In a fallen world and a sinful nature, with God on one side and Satan on the other, there must needs be suffering, and especially for the saint till Christ take His great power and reign. Satan is still the ruler of the authority of the air, the spirit that now works in the sons of disobedience. So far is the enemy from having lost his bad eminence, though defeated by our Lord perfectly dependent and obedient, it was by the world's rejection of Him that he became the ruler of the world, yea, the god of this age, as we read in 2 Cor. 4:4. No doubt exceeding his commission by inciting the world to crucify the Lord of glory, he has, as it were, sealed his own everlasting ruin in that precious blood. For to this end, as to others of greater moment still, Christ died, that through death He might annul him that has the might of death. But the full execution of the sentence awaits (not the coming age merely when the Lord will reign and he is shut up in the abyss, but) the end, when he is cast into the lake of fire and brimstone, where the Beast and the False Prophet had been consigned a thousand years before; and they shall be tormented day and night for the ages of the ages.

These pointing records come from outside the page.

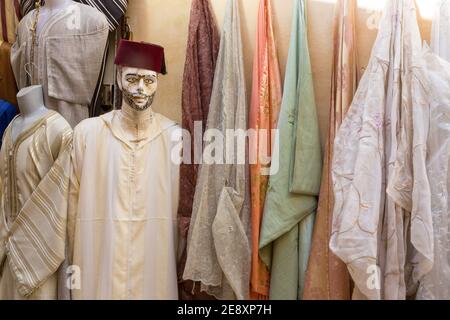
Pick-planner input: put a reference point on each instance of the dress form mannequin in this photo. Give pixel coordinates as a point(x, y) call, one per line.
point(123, 226)
point(31, 106)
point(50, 8)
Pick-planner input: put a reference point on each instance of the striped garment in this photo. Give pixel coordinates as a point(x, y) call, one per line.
point(114, 10)
point(9, 19)
point(33, 225)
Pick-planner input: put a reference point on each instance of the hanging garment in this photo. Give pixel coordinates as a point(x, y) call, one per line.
point(327, 277)
point(114, 10)
point(264, 111)
point(8, 87)
point(7, 113)
point(124, 239)
point(440, 33)
point(381, 222)
point(33, 213)
point(68, 75)
point(9, 19)
point(201, 57)
point(435, 122)
point(291, 199)
point(218, 254)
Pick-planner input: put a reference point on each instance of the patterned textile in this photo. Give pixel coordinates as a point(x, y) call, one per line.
point(291, 200)
point(264, 111)
point(201, 56)
point(327, 277)
point(218, 253)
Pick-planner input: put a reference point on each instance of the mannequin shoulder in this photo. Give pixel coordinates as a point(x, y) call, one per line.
point(91, 18)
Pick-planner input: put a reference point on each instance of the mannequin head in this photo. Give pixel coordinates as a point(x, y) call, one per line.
point(138, 87)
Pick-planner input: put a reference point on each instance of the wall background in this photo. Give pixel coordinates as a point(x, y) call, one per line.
point(165, 22)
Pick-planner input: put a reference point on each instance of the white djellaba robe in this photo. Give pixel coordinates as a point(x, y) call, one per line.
point(382, 222)
point(67, 61)
point(122, 226)
point(436, 123)
point(34, 179)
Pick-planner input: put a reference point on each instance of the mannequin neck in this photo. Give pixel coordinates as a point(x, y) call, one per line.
point(139, 118)
point(136, 125)
point(56, 4)
point(31, 101)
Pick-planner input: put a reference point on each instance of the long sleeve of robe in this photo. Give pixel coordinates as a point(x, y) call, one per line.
point(378, 230)
point(68, 59)
point(435, 285)
point(327, 277)
point(264, 111)
point(34, 208)
point(201, 56)
point(218, 254)
point(291, 199)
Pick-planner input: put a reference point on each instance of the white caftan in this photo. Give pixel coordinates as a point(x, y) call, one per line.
point(123, 209)
point(382, 224)
point(34, 178)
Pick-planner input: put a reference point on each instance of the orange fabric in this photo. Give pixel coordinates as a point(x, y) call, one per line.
point(264, 111)
point(327, 277)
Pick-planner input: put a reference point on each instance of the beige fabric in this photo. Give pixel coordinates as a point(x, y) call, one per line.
point(434, 130)
point(374, 150)
point(34, 180)
point(123, 209)
point(68, 58)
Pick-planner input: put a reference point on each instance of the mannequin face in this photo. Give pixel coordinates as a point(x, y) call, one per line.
point(138, 87)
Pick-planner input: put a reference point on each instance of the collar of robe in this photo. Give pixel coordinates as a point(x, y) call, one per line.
point(136, 134)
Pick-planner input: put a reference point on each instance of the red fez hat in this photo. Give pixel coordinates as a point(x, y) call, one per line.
point(141, 55)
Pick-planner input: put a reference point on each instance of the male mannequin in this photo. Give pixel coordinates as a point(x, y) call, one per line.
point(31, 107)
point(64, 55)
point(122, 224)
point(34, 166)
point(51, 8)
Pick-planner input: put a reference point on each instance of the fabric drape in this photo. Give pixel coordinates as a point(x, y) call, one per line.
point(434, 286)
point(35, 178)
point(7, 114)
point(291, 199)
point(201, 57)
point(263, 119)
point(9, 19)
point(327, 277)
point(114, 10)
point(68, 75)
point(218, 254)
point(123, 199)
point(382, 226)
point(8, 87)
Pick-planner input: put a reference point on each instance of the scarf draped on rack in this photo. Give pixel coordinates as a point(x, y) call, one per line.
point(291, 199)
point(327, 277)
point(382, 226)
point(201, 57)
point(218, 254)
point(265, 108)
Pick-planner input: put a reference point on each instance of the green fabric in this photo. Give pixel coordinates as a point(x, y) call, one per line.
point(291, 201)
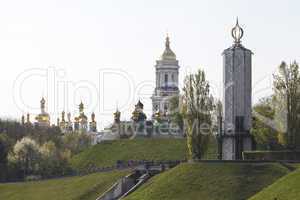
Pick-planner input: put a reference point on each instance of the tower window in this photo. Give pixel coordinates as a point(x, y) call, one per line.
point(166, 79)
point(239, 123)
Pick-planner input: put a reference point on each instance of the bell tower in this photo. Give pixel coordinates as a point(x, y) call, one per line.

Here in the present evil age (Gal. 1:4) the Christian pre-eminently is called to suffer, not merely under divine discipline when he fails, but because he has a new nature as possessing life in Christ, and is faithful to God. Why should the fact seem hard? This the apostle here meets and explains.
“For [it is] better, if the will of God should will [it], to suffer [for] well-doing than [for] evil-doing. Because even Christ once suffered for sins, just for unjust that He might bring us to God, put to death indeed in flesh, but made alive in [the] Spirit” (vers. 17, 18).
How simple yet weighty and conclusive is scripture! Who that considers it, when declared, can doubt that it is better to suffer when we are doing well than when we deserve chastening for ill-doing? Yet it is not at first obvious to him who, feeling the iniquity done him, is apt to complain of the hardship. Christ suffered throughout for righteousness, for truth, for love; and we have it as our privilege to share these sufferings of His, as the apostle Paul pressed on his beloved Philippians: “To you was granted in behalf of Christ not only the believing on him but the suffering for him also, having the same conflict as ye saw in me and now hear of in me” (1:29, 30). Peter too had already in chap. 2:21 presented Christ as a model in this, but there as here, distinguished from that following in His steps, the foundation of all which He only could lay, in that He bore our sins in His body on the tree, that dead to sins, we might live to righteousness (ver. 24). So here the apostle turns to what is and must be solely His: “because even (or, also) Christ once suffered for sins, Just for unjust.”
For sins it was His alone to suffer. He suffered but once in this atoning way where none could follow; for it was not from man because He was faithful to God, but from God because of His grace to man, whatever it might cost in bearing God's righteous judgment of man's sins. For on His holy head Jehovah made to light, as Isaiah says, the iniquity of us all. “It pleased Jehovah to bruise him,” not only to put Him to grief, but “to make his soul an offering for sin.” Thus only could we be pardoned righteously and saved. The chastisement of our peace was upon Him, and with His stripes are we healed. What pathos as well as force in the apostle's cheer for suffering as doers of good and not evil, that He suffered for our sins once and once only. Let this suffice: so perfectly was it done, as He alone could bear that burden, intolerable to Him above all, yet borne by Him that they might be, as they are, borne away for all that are His. Let us therefore now suffer only for what is good on our part.
But there is more. Christ also suffered once for sins, Just for unjust. He was alone in that one act of suffering supremely at God's hand. It was for unjust or unrighteous men; Alas! here all were unrighteous, all sinned; and those who by grace benefited through faith would be the first to own it of themselves. Henceforward they are righteous, and so live by faith, as through it they became so; nor do they forget that they believed on Him that justifies the ungodly, and thus their faith is reckoned for righteousness. Such was His grace.
Think too of the efficacy of His suffering thus, “that he might bring us to God,” not yet actually to heaven but meet for it, and therefore “to God” Who is far more than heaven. Christ on the cross cleared us from both our evil works and the evil root and sap, sin in the flesh that produces them. We are therefore no longer far from God but brought nigh, as he had said in chap. ii., a holy and a royal priesthood with a better reality of nearness to God by the blood of Christ than the Aaronic priest had typically. To assert a sacerdotal class on earth now between the Christian and Christ is to deny the gospel. None can wonder who believe in the glory of His person who was put to death in flesh, and made alive, or quickened, in the Spirit. His death rolled away the evil before God, and His resurrection proclaimed the victory to faith.
If any one desire a fuller discussion of these remarkable expressions and of what follows, he may find help in a small treatise entitled, “The Preaching to, the Spirits in Prison” (Weston, 53, Paternoster Row).